The languages designed for these tasks, which number by thousands, are defined in the first place by syntactic rules that construct sets of words and to which are then attached meanings. This understanding of a language was first conceived by structural linguists, in particular Nicolaï Troubetskoï, Roman Jacobson and Noam Chomsky, and has transformed Linguistics, the study of natural languages, by giving it new directions. It has also been extended to programming languages, which are artificial languages, and to the Lambda Calculus, one of many languages devised by logicians, among whom we can cite Kurt Gödel, Alonzo Church and Alan Turing, who aspired to standardize mathematical notation and to mechanize proofs.

This chapter presents the main definitions and results of this book and their significance, with the help of a few basic examples. It is written so as to be readable independently of the other chapters. Definitions are sometimes given informally, with simplified notation, and most proofs are omitted. All definitions will be repeated with the necessary technical details in subsequent chapters.

In Section 1.1, we present the notion of equational set of an algebra by using as examples a context-free language, the set of cographs and the set of series-parallel graphs.

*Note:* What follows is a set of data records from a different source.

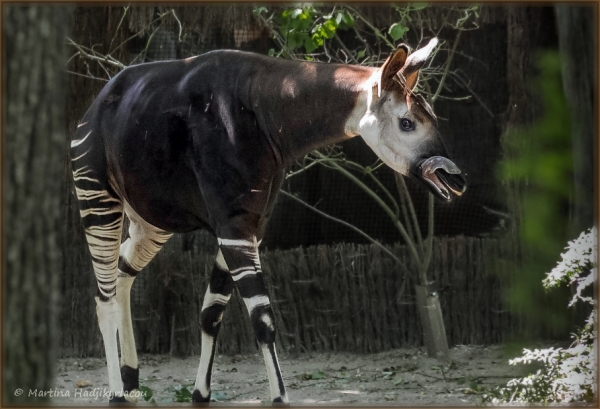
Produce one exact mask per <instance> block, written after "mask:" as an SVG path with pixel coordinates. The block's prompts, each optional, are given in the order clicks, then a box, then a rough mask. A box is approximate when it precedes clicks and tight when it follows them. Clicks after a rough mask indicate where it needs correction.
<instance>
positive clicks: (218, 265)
mask: <svg viewBox="0 0 600 409" xmlns="http://www.w3.org/2000/svg"><path fill="white" fill-rule="evenodd" d="M215 262H216V263H217V265H218V266H219V268H220V269H221V270H225V271H228V270H229V268H228V267H227V263H226V262H225V259H224V258H223V253H222V252H221V249H219V252H218V253H217V258H216V260H215Z"/></svg>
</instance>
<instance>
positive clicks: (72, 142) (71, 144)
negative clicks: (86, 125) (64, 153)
mask: <svg viewBox="0 0 600 409" xmlns="http://www.w3.org/2000/svg"><path fill="white" fill-rule="evenodd" d="M91 133H92V131H89V132H88V133H87V135H86V136H84V137H83V138H81V139H78V140H76V141H71V148H75V147H76V146H79V145H81V144H82V143H83V142H85V140H86V139H87V137H88V136H90V134H91Z"/></svg>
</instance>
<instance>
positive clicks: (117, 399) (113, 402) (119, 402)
mask: <svg viewBox="0 0 600 409" xmlns="http://www.w3.org/2000/svg"><path fill="white" fill-rule="evenodd" d="M108 405H109V406H135V405H134V404H132V403H131V402H129V401H128V400H127V399H125V397H124V396H113V397H112V398H110V400H109V401H108Z"/></svg>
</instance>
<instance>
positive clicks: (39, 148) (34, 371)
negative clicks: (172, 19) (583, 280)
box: [3, 5, 70, 405]
mask: <svg viewBox="0 0 600 409" xmlns="http://www.w3.org/2000/svg"><path fill="white" fill-rule="evenodd" d="M69 14H70V8H68V7H64V6H58V7H57V6H29V5H25V6H16V5H12V6H11V5H9V6H7V7H6V8H5V9H4V25H3V28H4V37H5V42H4V44H6V65H7V70H5V71H4V73H5V77H4V80H5V82H4V83H5V84H6V85H5V86H6V88H5V89H6V90H7V99H6V101H7V103H6V105H5V110H6V111H5V118H6V139H5V141H4V142H5V143H4V149H5V152H4V153H5V155H4V158H5V163H4V172H5V173H4V176H5V177H4V189H3V198H4V202H3V210H4V217H3V223H4V232H5V233H6V236H5V240H6V241H5V243H6V247H5V248H6V253H5V257H6V270H4V271H5V277H4V279H5V287H4V289H5V298H4V300H5V304H4V314H3V315H4V316H3V324H4V325H3V336H4V351H3V354H4V369H5V373H4V381H5V384H4V390H3V392H4V393H3V397H4V399H3V400H4V402H3V404H4V405H5V404H7V403H9V404H13V403H17V402H18V403H27V404H35V403H41V402H44V401H47V400H48V397H43V396H35V391H36V389H37V391H38V393H37V395H39V394H40V392H43V391H50V390H51V387H52V385H53V382H54V372H55V370H54V365H55V357H56V343H55V340H56V336H57V327H56V316H57V310H58V302H57V301H58V294H57V288H58V282H59V279H60V275H61V274H62V268H63V265H62V250H61V247H62V246H61V242H62V241H63V239H64V225H63V226H62V227H61V220H60V218H61V216H62V214H63V212H62V210H61V206H63V205H64V198H63V192H64V187H63V183H64V163H65V161H64V158H65V149H66V147H67V140H68V138H67V132H66V128H65V103H66V99H65V96H66V95H65V85H66V81H65V71H64V65H65V62H66V61H67V54H66V52H67V48H66V41H65V35H66V28H67V27H68V17H69ZM30 391H33V393H34V395H32V393H30Z"/></svg>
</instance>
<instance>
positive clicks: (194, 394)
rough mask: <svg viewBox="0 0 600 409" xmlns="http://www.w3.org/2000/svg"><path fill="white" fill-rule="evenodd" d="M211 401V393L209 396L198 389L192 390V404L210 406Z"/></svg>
mask: <svg viewBox="0 0 600 409" xmlns="http://www.w3.org/2000/svg"><path fill="white" fill-rule="evenodd" d="M209 403H210V393H209V394H208V396H207V397H204V396H202V394H201V393H200V391H199V390H198V389H194V392H192V406H208V404H209Z"/></svg>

We also introduce our algebraic definition of derivation trees.

In Section 1.2, we introduce the notion of recognizability in a concrete way, in terms of properties that can be proved or refuted, for every element of the considered algebra, by an induction on any term that defines this element. We formulate a concrete version of the Filtering Theorem saying that the intersection of an equational set and a recognizable one is equational. It follows that one can decide if a property belonging to a finite inductive set of properties is valid for every element of a given equational set. We explain the relationship between recognizability and finite automata on terms.

In Section 1.3, we show with several key examples how monadic second-order sentences can express graph properties. We recall the fundamental equivalence of monadic second-order sentences and finite automata on words and terms.